Australian owners of more than 8,000 solar energy storage batteries will soon become the latest target of efforts to create virtual power plants.
The battery owners are customers of Australian company Solar Service Group (Solar SG), which provides solar energy batteries such as the Tesla Powerwall and Enphase.
Early this year, it will start marketing the subscription-based energy optimisation app from Australian company Evergen to its customers. Evergen can connect users’ batteries to create virtual power plants, which allow households to trade excess energy and adjust energy usage to take advantage of changes in the price of energy.
Evergen was formed through a collaboration between AMP Capital and the CSIRO, and its energy management platform uses CSIRO-developed algorithms.
Evergen sells its own solar energy package, which includes solar panels, a battery and an energy management system.
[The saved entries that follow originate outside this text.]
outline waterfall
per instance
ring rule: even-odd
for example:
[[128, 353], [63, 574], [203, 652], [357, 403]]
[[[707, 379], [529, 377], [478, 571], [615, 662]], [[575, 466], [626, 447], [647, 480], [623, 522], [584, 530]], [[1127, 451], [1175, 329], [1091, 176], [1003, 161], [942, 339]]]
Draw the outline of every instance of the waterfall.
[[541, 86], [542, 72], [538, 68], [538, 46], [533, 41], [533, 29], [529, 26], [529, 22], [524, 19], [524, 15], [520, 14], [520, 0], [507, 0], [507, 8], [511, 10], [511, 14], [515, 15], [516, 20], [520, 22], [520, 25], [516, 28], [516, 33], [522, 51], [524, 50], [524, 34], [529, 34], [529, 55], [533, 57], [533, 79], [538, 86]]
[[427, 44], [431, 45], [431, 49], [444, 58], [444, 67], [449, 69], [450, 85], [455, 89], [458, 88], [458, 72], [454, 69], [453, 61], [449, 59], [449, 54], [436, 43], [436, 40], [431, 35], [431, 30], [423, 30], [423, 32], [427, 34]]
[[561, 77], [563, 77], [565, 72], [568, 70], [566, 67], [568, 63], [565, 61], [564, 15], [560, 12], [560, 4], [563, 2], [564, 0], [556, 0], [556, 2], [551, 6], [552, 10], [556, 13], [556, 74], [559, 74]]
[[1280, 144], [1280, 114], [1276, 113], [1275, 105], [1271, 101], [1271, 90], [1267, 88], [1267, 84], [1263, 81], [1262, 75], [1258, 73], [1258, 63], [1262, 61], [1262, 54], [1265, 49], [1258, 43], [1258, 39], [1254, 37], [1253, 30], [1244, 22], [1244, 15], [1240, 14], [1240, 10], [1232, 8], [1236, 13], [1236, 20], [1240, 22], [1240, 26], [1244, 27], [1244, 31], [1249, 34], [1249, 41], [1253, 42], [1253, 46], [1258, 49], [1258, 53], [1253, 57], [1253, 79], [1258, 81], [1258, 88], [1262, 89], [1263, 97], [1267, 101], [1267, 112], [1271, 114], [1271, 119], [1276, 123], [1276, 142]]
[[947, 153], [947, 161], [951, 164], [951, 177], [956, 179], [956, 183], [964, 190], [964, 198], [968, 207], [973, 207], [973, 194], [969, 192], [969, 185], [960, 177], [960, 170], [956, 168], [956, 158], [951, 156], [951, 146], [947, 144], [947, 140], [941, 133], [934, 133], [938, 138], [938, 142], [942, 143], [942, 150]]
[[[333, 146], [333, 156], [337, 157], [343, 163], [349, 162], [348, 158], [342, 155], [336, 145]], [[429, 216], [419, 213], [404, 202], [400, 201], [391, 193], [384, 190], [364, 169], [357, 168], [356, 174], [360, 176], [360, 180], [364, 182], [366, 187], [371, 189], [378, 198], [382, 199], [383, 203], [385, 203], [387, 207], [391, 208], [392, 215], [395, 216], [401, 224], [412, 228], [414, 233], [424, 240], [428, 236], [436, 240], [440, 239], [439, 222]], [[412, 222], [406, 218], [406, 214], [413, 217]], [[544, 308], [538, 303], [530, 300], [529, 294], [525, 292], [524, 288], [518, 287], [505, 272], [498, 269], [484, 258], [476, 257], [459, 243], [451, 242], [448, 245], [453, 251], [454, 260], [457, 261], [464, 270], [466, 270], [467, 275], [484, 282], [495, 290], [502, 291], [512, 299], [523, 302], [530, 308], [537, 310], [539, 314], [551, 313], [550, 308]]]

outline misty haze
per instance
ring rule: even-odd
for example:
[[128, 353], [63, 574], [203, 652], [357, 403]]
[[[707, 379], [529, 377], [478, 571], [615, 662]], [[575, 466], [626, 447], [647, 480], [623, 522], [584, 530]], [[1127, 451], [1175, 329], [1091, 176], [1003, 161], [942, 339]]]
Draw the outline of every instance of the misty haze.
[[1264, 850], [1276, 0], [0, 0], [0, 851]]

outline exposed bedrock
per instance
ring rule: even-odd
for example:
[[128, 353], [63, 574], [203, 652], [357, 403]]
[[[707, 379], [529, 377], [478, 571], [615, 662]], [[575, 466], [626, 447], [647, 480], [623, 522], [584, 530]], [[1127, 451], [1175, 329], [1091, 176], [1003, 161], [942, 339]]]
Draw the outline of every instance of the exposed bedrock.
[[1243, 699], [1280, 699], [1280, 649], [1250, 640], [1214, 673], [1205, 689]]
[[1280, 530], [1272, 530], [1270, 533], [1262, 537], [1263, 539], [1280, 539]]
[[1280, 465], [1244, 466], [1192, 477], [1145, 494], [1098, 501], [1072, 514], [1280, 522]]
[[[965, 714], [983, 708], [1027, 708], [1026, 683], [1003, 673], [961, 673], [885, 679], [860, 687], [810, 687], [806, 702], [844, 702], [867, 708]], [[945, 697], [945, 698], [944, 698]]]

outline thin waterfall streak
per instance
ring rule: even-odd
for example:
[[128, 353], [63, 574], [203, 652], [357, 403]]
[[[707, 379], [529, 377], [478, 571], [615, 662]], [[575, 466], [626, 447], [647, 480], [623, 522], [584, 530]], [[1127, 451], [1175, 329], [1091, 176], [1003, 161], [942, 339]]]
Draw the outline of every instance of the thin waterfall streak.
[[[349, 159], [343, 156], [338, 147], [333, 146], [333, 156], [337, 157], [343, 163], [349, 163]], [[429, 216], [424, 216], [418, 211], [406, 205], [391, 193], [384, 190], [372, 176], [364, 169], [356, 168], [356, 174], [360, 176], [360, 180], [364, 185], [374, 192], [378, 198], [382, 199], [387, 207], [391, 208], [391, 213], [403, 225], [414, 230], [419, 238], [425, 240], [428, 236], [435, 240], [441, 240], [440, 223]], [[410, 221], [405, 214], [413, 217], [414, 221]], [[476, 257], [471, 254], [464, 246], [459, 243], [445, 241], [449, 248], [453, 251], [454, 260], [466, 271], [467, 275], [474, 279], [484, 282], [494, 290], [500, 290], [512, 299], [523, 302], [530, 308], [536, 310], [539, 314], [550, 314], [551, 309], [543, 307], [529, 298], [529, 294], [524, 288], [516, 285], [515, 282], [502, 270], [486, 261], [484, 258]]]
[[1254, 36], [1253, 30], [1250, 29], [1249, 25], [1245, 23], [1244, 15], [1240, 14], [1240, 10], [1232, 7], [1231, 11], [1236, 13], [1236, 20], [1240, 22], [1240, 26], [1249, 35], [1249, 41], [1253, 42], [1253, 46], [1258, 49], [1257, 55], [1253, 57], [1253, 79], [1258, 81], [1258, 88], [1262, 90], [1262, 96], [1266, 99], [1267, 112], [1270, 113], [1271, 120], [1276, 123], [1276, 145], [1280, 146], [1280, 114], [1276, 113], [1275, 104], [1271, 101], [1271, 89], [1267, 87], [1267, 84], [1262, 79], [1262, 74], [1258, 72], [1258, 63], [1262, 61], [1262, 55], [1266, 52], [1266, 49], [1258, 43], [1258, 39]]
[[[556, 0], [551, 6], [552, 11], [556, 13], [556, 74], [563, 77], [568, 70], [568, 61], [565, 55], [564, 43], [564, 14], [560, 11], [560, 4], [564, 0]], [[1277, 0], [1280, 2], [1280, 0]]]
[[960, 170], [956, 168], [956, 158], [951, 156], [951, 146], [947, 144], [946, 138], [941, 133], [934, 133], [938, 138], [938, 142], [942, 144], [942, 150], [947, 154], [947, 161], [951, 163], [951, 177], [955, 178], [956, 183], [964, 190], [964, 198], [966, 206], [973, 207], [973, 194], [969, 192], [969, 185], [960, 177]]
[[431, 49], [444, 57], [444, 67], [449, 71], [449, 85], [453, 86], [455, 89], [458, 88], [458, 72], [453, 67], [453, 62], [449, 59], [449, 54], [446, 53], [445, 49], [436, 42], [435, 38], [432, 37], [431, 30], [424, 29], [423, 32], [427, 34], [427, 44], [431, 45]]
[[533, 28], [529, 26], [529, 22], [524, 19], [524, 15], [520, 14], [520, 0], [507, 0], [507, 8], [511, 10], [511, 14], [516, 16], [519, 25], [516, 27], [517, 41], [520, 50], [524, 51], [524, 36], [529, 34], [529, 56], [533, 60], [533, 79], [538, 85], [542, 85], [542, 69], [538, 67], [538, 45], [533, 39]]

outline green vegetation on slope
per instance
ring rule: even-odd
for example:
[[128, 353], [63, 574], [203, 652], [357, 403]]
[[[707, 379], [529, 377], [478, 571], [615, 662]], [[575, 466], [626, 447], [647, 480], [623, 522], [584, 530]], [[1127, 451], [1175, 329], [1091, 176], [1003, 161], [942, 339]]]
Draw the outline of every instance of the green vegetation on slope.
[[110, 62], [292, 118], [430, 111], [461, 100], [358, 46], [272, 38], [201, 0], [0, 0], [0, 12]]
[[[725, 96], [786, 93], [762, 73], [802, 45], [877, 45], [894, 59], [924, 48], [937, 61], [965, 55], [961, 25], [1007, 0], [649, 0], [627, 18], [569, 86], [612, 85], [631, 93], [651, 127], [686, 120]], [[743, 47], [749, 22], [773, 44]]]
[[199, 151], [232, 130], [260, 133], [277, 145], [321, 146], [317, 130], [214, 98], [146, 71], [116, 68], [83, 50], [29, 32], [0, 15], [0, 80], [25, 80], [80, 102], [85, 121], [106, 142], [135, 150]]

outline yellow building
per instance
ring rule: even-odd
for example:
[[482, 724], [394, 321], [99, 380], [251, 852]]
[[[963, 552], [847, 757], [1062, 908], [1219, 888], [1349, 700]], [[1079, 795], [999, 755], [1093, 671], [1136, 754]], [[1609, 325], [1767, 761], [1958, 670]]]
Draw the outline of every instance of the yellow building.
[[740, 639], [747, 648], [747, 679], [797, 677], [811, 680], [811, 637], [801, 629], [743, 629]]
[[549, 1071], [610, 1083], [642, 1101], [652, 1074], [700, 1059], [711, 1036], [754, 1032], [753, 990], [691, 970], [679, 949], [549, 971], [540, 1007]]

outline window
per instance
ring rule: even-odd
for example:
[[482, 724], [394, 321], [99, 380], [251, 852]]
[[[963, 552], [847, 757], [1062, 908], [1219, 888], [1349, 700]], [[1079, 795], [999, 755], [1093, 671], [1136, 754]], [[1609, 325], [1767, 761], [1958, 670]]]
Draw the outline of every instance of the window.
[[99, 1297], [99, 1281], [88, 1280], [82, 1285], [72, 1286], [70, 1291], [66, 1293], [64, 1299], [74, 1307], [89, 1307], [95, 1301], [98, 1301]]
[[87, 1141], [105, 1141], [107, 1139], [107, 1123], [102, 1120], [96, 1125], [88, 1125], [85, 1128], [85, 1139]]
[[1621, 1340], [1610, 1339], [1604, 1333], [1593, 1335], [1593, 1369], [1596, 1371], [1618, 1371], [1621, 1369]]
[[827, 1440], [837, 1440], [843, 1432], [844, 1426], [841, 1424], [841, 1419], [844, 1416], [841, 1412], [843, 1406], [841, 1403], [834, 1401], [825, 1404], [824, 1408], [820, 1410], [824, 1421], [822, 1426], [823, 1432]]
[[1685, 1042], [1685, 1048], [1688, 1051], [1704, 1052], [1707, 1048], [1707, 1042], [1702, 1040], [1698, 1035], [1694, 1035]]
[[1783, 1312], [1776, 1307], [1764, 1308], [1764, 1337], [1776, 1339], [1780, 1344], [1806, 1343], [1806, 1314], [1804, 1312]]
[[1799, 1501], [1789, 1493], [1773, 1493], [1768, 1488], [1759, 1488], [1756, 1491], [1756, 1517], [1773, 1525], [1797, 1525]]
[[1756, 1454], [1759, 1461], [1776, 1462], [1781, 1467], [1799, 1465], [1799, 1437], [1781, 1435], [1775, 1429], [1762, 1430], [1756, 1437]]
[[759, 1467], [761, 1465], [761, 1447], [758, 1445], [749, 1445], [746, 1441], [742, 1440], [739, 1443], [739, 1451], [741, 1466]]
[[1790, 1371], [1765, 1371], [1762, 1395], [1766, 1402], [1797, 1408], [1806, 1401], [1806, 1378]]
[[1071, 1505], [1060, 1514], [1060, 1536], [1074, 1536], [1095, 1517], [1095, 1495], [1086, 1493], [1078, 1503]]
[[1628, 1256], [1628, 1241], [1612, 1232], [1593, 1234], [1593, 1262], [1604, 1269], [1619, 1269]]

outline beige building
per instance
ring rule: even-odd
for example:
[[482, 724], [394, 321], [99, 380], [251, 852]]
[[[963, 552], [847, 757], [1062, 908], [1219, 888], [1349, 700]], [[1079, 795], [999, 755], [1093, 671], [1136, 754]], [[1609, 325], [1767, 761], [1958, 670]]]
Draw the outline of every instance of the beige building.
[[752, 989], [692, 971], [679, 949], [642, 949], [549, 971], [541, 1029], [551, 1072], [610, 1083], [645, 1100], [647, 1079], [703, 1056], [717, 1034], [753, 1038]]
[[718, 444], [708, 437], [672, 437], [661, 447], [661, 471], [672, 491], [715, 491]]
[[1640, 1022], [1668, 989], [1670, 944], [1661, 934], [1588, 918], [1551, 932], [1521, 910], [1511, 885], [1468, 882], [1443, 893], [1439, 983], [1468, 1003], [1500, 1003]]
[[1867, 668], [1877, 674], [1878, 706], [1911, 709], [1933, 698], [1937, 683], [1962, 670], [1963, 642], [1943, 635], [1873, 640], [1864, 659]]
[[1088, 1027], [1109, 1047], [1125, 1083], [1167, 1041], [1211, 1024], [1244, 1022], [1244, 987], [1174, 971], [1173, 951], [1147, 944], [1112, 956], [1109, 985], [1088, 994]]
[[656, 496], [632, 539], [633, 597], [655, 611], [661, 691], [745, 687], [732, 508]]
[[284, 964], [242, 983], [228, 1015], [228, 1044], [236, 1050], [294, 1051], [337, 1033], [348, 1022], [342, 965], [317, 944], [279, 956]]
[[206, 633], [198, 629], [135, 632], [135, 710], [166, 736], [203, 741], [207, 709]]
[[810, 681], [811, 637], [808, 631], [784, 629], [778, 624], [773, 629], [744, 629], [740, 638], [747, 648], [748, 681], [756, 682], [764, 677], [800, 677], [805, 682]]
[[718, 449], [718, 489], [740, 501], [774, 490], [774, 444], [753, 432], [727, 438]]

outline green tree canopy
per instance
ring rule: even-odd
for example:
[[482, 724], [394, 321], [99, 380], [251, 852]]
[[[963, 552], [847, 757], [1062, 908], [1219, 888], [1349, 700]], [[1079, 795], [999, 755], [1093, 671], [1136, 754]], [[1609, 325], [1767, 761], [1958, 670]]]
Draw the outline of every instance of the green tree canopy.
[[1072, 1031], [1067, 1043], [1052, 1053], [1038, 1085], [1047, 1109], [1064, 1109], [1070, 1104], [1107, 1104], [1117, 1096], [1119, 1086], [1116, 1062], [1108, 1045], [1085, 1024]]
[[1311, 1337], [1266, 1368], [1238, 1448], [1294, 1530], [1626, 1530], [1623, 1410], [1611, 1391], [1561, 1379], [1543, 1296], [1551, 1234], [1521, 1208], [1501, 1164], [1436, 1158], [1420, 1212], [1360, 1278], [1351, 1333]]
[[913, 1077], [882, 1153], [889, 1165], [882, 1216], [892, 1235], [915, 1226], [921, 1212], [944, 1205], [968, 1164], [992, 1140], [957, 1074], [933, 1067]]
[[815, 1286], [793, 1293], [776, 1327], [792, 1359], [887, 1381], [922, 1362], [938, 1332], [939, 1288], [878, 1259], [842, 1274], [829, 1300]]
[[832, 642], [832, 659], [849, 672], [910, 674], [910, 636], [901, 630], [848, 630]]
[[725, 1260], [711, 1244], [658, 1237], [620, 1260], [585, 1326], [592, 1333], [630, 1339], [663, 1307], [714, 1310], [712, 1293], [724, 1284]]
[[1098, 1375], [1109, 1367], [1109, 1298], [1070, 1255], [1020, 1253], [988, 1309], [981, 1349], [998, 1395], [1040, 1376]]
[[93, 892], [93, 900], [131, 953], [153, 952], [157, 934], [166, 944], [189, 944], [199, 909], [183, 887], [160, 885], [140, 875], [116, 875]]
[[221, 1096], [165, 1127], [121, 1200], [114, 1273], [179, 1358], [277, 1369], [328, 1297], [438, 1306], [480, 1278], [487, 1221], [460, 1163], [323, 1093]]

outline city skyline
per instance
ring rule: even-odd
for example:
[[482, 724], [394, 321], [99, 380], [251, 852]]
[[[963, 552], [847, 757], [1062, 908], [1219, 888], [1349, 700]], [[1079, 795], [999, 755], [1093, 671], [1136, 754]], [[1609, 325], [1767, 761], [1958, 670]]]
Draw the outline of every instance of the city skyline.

But Evergen CEO and Managing Director Ben Hutt sees a way to reach a larger market by partnering with Solar Service Group.
“Blending Solar SG’s excellence in research and marketing and national deployed fleet together with Evergen’s software, this will be the biggest single fleet of batteries globally,” Hutt stated.
Other companies currently or previously engaged in virtual power plant initiatives include AGL, Ausgrid, Origin Energy, Power Ledger, Tesla and the South Australian Government.
Evergen also recently signed an agreement to have its software distributed by South African battery distributor Midnight Sun Energy Storage Systems.
Evergen will enable virtual power plants and microgrids in South Africa, mainly for large new housing developments and communities, Hutt stated.